No sé muy bien por qué dije eso, quizá porque me había parecido demasiado mono y dulce y una parte de mí quería espantarlo cuanto antes. Y pude ver la sorpresa en su cara en momento en el que lo dije, antes de que una pequeña sonrisa divertida y jodidamente preciosa se dibujara en sus labios. Joder, ¿por qué tenía que encontrarme a un tío así el día que seguramente me veía como la mierda?

—Vale —contestó antes de dejar la bolsa con la galleta sobre la barra y extenderme una mano—. Soy Mario.

—Marcos —correspondí su saludo mirándole dudoso.

—Encantado, ¿nos sentamos? —propuso dirigiéndonos a una mesa cercana.

—No has contestado a mi pregunta —murmuré mientras me sentaba frente a él.

—A mí me ha parecido más bien una declaración…

—Había una pregunta implícita —insistí, más que nada porque su sonrisa divertida me tentaba a presionar.

—Que tendrás que responder tú mismo…

Y el tono algo sugerente de su voz me dio parte de la respuesta, y el resto, fue una mezcla de conversaciones, insinuaciones y risas que se extendieron durante días. Aquella mañana llegué tarde a trabajar y él se perdió una clase de la universidad, y lo cierto es que no pudo importarnos menos a ninguno de los dos, porque, desde aquel instante, no había habido nadie más. Sin importar que fuéramos la noche y el día, el caos y la serenidad.

Me había costado semanas convencerlo de venir a mi casa, a él meses convencerme de vivir juntos, y había habido cientos de discusiones, idas y venidas, momentos felices y no tanto, pero los dos lo habíamos tenido clarísimo cuando habíamos decidido casarnos casi ocho años después. Y ahora estábamos allí, rodeados de todo el mundo y una fiesta caótica y desastrosa que no podía evitar ver como un reflejo de mí, del mismo modo que la calma y el amor que me embargaba al verlo me parecía un reflejo de él.

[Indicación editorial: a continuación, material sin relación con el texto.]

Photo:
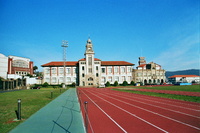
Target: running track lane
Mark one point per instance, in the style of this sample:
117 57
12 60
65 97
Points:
138 117
98 120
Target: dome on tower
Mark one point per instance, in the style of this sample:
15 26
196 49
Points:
89 41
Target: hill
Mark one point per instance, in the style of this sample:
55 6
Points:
183 72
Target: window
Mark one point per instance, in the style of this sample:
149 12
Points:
129 78
90 70
89 60
123 78
110 79
109 70
90 79
123 69
68 79
53 70
103 70
74 70
47 80
61 80
61 70
129 69
116 69
47 71
20 63
117 79
54 80
103 79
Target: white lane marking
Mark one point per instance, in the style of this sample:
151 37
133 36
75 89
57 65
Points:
166 104
131 114
153 105
168 100
154 112
107 114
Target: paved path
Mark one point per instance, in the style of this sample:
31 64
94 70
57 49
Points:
62 115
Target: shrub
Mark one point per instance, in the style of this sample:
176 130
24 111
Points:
132 83
73 84
125 83
107 84
45 84
116 83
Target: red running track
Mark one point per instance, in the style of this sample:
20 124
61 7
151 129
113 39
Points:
197 94
112 111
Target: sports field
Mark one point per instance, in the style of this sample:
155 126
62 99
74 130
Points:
116 111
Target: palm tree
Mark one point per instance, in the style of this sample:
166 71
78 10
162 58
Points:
35 68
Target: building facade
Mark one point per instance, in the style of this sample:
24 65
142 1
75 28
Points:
184 79
88 71
13 67
150 73
3 66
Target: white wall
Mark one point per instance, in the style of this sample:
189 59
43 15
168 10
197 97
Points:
3 66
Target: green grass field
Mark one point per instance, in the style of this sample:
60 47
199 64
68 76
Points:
31 102
193 88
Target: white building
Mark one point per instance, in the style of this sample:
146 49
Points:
184 79
88 71
148 73
3 66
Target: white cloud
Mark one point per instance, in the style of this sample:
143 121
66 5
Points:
183 53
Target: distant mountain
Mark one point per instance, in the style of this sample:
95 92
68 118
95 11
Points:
183 72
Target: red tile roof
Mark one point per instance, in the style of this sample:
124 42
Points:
175 76
116 63
61 63
142 65
96 59
75 63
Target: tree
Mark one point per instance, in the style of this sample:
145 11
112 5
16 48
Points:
125 83
35 68
107 84
45 84
116 83
132 83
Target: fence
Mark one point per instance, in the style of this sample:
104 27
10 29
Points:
12 84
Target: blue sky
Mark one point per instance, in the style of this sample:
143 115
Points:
164 31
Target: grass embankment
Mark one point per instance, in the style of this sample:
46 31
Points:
193 88
31 102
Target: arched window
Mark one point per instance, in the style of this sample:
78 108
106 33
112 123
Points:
20 63
90 79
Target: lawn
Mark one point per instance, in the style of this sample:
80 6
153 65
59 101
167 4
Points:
31 101
193 88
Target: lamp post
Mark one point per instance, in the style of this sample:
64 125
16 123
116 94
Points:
64 45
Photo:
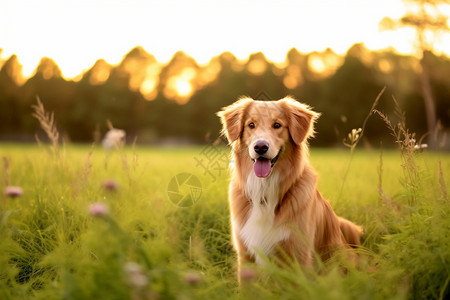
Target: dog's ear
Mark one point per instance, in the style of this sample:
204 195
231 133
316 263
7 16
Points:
232 118
301 119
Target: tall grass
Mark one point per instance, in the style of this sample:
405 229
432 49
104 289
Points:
140 245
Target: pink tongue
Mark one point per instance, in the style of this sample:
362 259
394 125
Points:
262 167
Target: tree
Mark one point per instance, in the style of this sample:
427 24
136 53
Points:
427 22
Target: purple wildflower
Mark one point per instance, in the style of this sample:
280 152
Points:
13 191
110 185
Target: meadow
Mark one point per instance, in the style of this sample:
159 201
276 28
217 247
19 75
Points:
96 224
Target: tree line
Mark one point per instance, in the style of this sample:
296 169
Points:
177 101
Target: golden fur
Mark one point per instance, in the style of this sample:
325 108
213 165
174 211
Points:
283 212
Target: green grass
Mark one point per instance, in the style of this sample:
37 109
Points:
52 248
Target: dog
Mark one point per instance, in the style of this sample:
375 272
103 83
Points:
276 208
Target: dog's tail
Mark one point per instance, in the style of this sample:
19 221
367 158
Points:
351 232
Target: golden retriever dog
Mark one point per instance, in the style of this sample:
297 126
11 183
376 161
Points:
276 208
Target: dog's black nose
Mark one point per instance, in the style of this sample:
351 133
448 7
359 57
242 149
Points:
261 147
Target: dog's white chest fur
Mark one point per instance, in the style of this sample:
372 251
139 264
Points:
259 233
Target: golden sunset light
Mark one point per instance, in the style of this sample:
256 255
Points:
76 34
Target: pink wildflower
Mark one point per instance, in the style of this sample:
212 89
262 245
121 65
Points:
13 191
98 209
110 185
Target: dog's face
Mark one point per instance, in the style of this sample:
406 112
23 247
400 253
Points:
267 129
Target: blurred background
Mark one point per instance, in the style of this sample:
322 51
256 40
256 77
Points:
161 70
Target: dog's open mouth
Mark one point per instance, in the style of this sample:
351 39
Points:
262 166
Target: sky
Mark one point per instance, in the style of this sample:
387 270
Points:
77 33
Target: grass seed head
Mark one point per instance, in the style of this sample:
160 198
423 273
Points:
13 191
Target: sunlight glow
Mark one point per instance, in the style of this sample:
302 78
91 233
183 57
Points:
75 34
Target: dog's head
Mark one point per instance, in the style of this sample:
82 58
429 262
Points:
267 128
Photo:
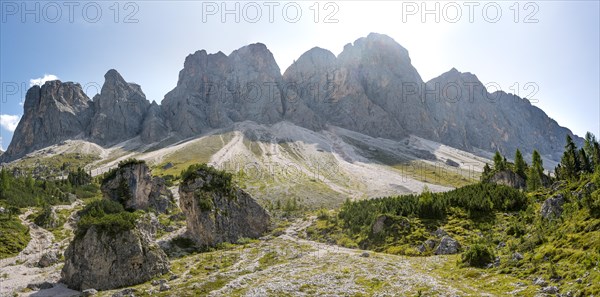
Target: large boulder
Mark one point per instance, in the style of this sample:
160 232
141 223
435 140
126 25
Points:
132 185
448 246
218 212
104 260
508 178
552 207
52 113
120 109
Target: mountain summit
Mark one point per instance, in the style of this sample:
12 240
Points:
371 87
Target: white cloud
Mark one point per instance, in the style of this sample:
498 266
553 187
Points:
9 121
41 80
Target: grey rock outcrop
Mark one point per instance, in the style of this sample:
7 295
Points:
371 87
133 186
218 215
459 103
154 127
215 90
48 259
508 178
119 110
447 246
104 261
552 207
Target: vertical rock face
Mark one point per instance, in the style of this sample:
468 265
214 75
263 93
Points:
134 187
120 109
363 89
466 116
216 90
105 261
53 113
219 215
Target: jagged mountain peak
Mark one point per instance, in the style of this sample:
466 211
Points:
363 89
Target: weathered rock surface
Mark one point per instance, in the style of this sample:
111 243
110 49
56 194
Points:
119 110
215 90
104 261
215 216
52 113
508 178
552 207
466 116
371 87
48 259
133 186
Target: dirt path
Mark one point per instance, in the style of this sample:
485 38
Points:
308 268
22 269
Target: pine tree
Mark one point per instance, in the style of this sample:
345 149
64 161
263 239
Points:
586 166
499 163
570 165
588 144
535 172
487 171
520 165
596 155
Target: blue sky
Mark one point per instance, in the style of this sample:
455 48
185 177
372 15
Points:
552 45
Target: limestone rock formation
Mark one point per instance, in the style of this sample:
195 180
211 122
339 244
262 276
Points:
371 87
132 185
218 212
447 246
467 116
215 90
52 113
103 261
119 110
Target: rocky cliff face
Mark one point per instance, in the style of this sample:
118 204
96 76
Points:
215 90
53 113
133 186
371 87
104 261
119 110
216 215
466 116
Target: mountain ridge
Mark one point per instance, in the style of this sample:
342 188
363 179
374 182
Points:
371 87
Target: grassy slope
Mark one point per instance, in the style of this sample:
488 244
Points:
564 251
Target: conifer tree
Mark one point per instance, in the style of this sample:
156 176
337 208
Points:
520 165
570 165
535 172
499 163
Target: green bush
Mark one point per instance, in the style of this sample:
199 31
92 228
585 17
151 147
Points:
204 200
477 255
113 172
106 216
46 218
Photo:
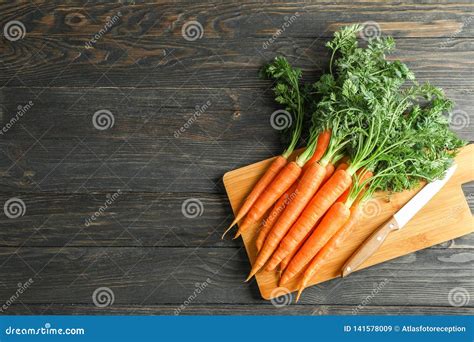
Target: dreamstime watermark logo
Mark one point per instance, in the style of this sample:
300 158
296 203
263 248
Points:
371 296
111 21
22 287
199 110
199 288
286 24
103 119
281 296
192 30
111 198
192 208
458 297
281 119
103 297
371 208
21 110
14 30
465 23
458 119
14 207
370 30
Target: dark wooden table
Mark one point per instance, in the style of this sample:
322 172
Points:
103 199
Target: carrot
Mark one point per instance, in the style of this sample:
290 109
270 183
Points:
364 175
317 207
329 171
284 263
288 78
263 182
329 248
281 183
307 187
274 215
322 144
334 219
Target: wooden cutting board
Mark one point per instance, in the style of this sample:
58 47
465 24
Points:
447 216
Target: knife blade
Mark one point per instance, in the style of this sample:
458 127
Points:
414 205
396 222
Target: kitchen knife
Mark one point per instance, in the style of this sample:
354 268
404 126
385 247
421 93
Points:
396 222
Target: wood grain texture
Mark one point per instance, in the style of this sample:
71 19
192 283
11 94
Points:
234 309
445 217
152 79
235 19
205 63
74 157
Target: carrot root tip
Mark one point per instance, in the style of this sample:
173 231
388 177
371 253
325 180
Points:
228 229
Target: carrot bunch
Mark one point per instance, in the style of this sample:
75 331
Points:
369 131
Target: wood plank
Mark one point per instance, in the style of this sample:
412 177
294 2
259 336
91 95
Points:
132 219
116 219
445 217
165 18
234 309
155 276
229 114
55 147
206 63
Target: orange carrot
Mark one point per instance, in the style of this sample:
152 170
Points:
322 144
281 183
274 215
284 263
334 219
365 175
329 248
267 177
342 165
317 207
307 186
329 171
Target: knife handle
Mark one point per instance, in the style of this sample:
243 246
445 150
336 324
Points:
369 246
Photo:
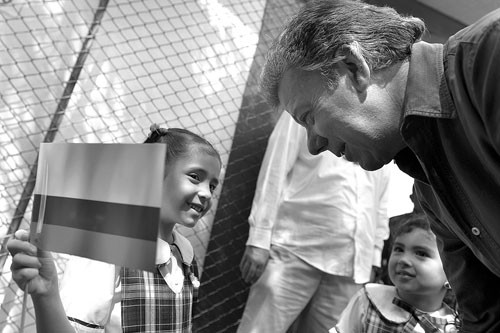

Sacudí la cabeza, pensando que el azúcar y el alcohol me estaban volviendo demasiado cursi y aquello lo tenía que compensar de alguna manera. Así que me moví entre la gente hasta llegar a su lado y, sin darle tiempo a decir una palabra, cogí su cara con mis manos y estampé mis labios contra los suyos, iniciando un beso largo y profundo que le hizo reír a él y aplaudir a todos los que nos rodeaban.

Pero todo me dio igual, mientras mis labios jugaban con los suyos y nuestras lenguas se encontraban, a la vez que sus manos se apoyaban en mi pecho.

—¿Y si vamos a comprobar eso que ha dicho Lucía sobre los baños…? —susurré contra su boca sin querer separarme.

Esperaba, de nuevo, otra vez, muchos años después, que me parara los pies y me llevara hacia la sensatez, pero lejos de aquello me miró con una sonrisa, una sonrisa pícara en sus labios ya no sabía si era fruto del alcohol o la felicidad desmedida.

—Creo que prefiero buscar el trozo de césped detrás de la zona de la ceremonia…

Le miré sorprendido, pero con un nudo de emoción surgiendo en mi estómago a la vez que una sonrisa, réplica de la suya, se dibujaba en mis labios. Y cuando extendió su mano frente a mí, la cogí sin dudar, esperando el momento oportuno a su lado para escaquearnos sin que se dieran cuenta. No tardaría mucho en darme cuenta de que aquel día era solo un comienzo, un recuerdo feliz que estábamos construyendo, aunque sí que tardé unos cuantos años más en aceptar que la tarta había sido horrorosa.